Deadline: 20 January 2025
The U.S. Embassy in Zimbabwe is now accepting applications for the U.S. Ambassadors Fund for Cultural Preservation (AFCP) 2025 Grants Program.
Priorities
- ECA will prioritize projects that do one or more of the following:
- Directly support U.S. treaty or bilateral agreement obligations.
- Directly support U.S. policies, strategies, and objectives as stated in the National Security Strategy, Integrated Country Strategy, or other U.S. government planning documents.
- Directly support host country or community goals beyond preserving cultural heritage.
- Support risk reduction and resilience for cultural heritage in disaster-prone or politically unstable and economically disadvantaged areas.
- Support post-disaster cultural heritage recovery.
- Complement other ECA or PD programs.
Funding Information
- The AFCP Grants Program supports the preservation of archaeological sites, historic buildings and monuments, museum collections, and forms of traditional cultural expression, such as indigenous languages and crafts. Eligible applicants may submit concept notes for funding ranging from $10,000 to $500,000.
Eligible Projects
- Project implementers are reputable and accountable non-commercial entities that can demonstrate they have the requisite capacity to manage projects to preserve cultural heritage. Eligible implementers may include non-governmental organizations, museums, educational institutions, ministries of culture, or similar institutions and organizations. The AFCP will not award grants to individuals, commercial entities, or past award recipients that have not fulfilled the objectives or reporting requirements of previous awards.
Eligible Activities
- Appropriate project activities may include:
- Anastylosis (reassembling a site from its original parts)
- Conservation (addressing damage or deterioration to an object or site)
- Consolidation (connecting or reconnecting elements of an object or site)
- Documentation (recording in analog or digital format the condition and salient features of an object, site, or tradition)
- Inventory (listing of objects, sites, or traditions by location, feature, age, or other unifying characteristic or state)
- Preventive Conservation (addressing conditions that threaten or damage a site, object, collection, or tradition)

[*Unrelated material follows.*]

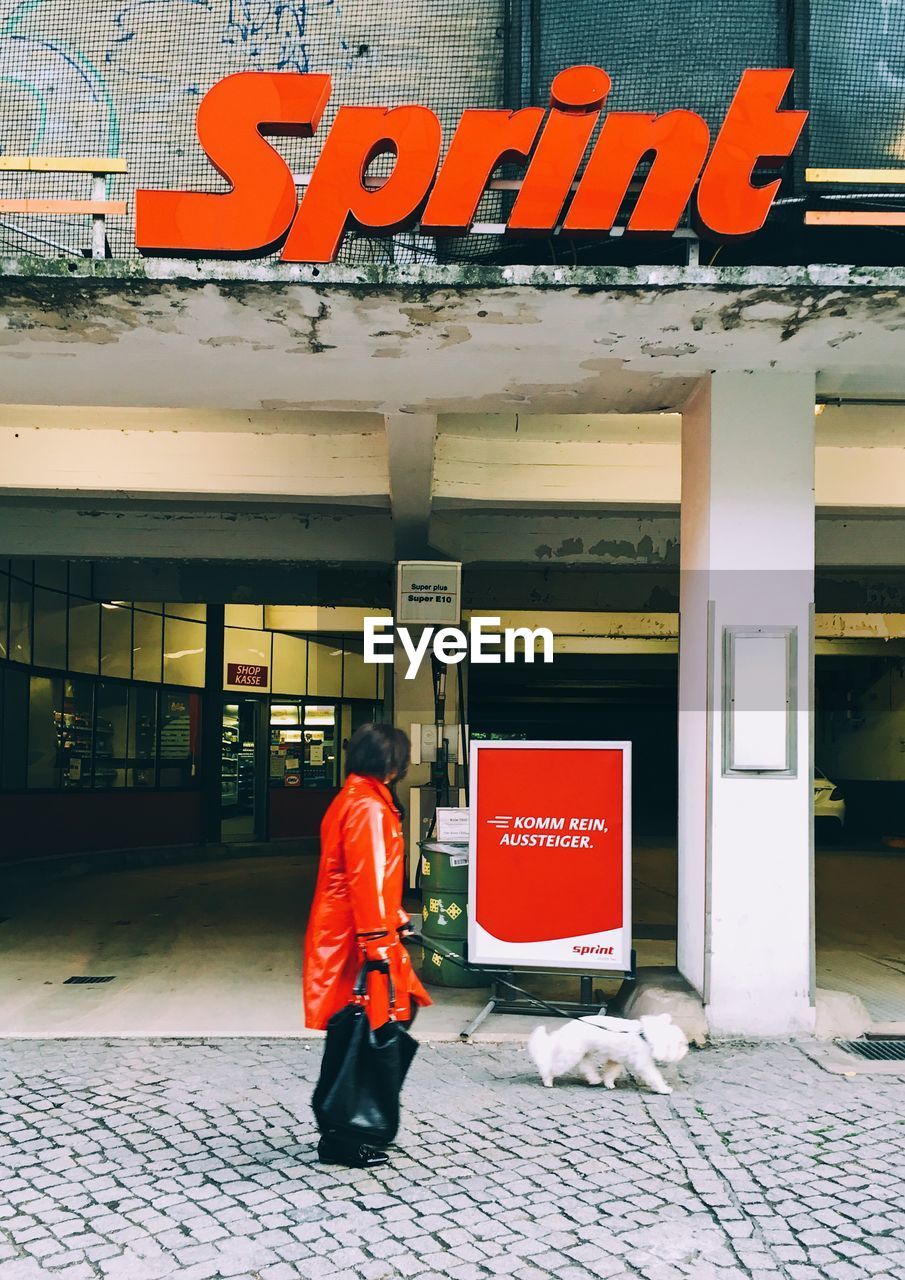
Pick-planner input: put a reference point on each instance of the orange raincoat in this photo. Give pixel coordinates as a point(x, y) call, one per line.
point(359, 892)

- Restoration (replacing missing elements to recreate the original appearance of an object or site, usually appropriate only with fine arts, decorative arts, and historic buildings)

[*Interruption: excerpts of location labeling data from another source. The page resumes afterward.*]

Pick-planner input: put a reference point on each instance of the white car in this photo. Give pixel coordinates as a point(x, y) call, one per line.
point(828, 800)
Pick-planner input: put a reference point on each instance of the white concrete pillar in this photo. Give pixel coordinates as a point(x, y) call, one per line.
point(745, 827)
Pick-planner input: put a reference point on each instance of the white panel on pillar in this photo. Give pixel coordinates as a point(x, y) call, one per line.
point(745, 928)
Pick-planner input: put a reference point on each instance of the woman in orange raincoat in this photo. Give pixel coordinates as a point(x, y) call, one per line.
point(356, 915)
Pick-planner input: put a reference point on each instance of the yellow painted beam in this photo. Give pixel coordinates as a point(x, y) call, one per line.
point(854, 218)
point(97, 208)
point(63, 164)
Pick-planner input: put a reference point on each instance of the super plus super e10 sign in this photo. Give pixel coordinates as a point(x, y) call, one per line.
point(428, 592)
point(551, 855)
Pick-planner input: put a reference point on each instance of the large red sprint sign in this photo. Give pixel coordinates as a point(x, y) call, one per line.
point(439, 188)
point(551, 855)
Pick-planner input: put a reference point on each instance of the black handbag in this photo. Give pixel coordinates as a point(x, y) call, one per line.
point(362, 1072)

- Stabilization (reducing the physical disturbance of an object or site)
Application Requirements
- Each concept note submitted must include:
- Project Basics, including working title, anticipated project length (Note: Applicants may propose project periods of up to 60 months), location/site, and project cost estimate (amount requested from AFCP; in U.S. dollars).
- Project Implementer.
- Project Scope of Work summarizing (1000 words maximum):
- preservation activities and goals
- related host country or community goals (i.e., what they hope to gain from the project beyond preserving heritage and how these goals will be achieved)
- anticipated strategic outreach activities to build awareness and engage communities and stakeholders.
- Rationale for AFCP Support, explaining why it’s in the interests of the U.S. government to fund the project, specifically:
- how the project relates to specific National Security Strategy plans, Integrated Country Strategy goals, existing bilateral agreements (if applicable), or any other U.S. foreign policy objectives (400 words maximum)
- the projected public diplomacy benefits of the project (300 words maximum).
- Five (S) high quality digital images (JPEGs) or audiovisual files that convey the nature and condition of the site, collection, or tradition and show the urgency or need for the proposed project (collapsing walls, water damage, etc.).
- Please strictly adhere to the stipulated words limitations.